In January 2007 after it emerged that Dunn, after whom the Ian Dunn Memorial Award was named, had been a founder member of PIE, lesbian Scottish Liberal Democrat politician Margaret Smith threatened to return her 2004 award unless it was renamed. She stated: "I was totally and utterly unaware of the allegations when I accepted the award and I am very upset. Obviously I absolutely condemn paedophilia and anyone who is apologist for it." Bisexual Scottish Greens MSP Patrick Harvie, the 2003 recipient of the award, also suggested it should be renamed. The Ian Dunn Memorial Award is no longer listed on the official website of the Terrence Higgins Trust Scotland, which until 2007 had been responsible for managing the award.

In 1998, British LGBT+ rights activist Peter Tatchell wrote an obituary in The Independent for Dunn. However, on learning of Dunn's paedophile activism, he later stated:

Neither I nor most other people had any knowledge of [Dunn's] link with [the Paedophile Information Exchange] at the time. I only found out many years after I wrote his obituary. I would not have written it if I had known about his PIE work.

==Death and legacy==
Dunn lived in Broughton, Edinburgh and died of a heart attack in the city on 10 March 1998. He was survived by his partner, Ross Watt.

Dunn's funeral took place on 18 March 1998 at Mansfield Place Church, Edinburgh.

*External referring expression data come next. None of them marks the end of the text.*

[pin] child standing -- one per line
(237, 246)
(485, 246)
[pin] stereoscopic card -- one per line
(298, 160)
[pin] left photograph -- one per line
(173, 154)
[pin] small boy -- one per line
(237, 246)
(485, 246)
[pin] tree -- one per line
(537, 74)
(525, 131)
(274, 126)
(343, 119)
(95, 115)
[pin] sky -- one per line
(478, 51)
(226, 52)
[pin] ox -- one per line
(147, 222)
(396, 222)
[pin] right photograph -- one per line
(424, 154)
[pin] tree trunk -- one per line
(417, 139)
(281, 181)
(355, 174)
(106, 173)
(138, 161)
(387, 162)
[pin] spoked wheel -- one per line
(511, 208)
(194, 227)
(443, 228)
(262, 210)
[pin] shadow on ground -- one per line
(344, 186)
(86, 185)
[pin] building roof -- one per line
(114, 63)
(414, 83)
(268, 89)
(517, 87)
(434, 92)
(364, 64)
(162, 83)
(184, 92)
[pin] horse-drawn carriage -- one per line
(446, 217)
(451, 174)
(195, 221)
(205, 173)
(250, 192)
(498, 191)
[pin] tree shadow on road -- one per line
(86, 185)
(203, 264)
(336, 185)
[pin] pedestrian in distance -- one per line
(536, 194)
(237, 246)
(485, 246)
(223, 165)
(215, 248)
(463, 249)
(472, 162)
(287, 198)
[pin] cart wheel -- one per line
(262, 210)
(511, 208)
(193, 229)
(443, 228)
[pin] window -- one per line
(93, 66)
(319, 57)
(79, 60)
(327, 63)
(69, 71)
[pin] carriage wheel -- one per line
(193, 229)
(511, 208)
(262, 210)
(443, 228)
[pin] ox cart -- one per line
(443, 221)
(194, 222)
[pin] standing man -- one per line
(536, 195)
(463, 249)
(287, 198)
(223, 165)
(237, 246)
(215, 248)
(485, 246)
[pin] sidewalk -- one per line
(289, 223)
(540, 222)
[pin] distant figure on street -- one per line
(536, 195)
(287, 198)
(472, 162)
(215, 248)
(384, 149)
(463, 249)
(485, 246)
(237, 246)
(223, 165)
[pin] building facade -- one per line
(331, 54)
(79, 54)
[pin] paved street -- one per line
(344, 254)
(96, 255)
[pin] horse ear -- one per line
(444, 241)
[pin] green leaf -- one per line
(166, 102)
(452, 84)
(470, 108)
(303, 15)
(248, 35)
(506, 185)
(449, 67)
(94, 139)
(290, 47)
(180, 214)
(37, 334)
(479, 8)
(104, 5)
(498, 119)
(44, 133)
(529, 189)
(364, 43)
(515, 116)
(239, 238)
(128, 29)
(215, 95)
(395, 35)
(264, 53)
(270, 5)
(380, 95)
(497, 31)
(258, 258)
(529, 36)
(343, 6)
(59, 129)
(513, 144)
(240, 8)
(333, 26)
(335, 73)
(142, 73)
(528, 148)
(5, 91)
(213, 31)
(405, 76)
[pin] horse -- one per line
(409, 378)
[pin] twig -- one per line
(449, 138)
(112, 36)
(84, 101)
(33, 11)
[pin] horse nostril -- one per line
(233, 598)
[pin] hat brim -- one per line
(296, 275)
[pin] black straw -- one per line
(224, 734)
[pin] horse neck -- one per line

A young man at the funeral claimed to have been raped by Dunn when he was 15 years old and stated he was attending "to make sure he was dead".

An inventory of his correspondence and papers is held at the National Library of Scotland in Edinburgh and in 2018, the library featured a display concerning his life and work. The display was later removed when the library was informed of Dunn's paedophile rights work by The Times newspaper.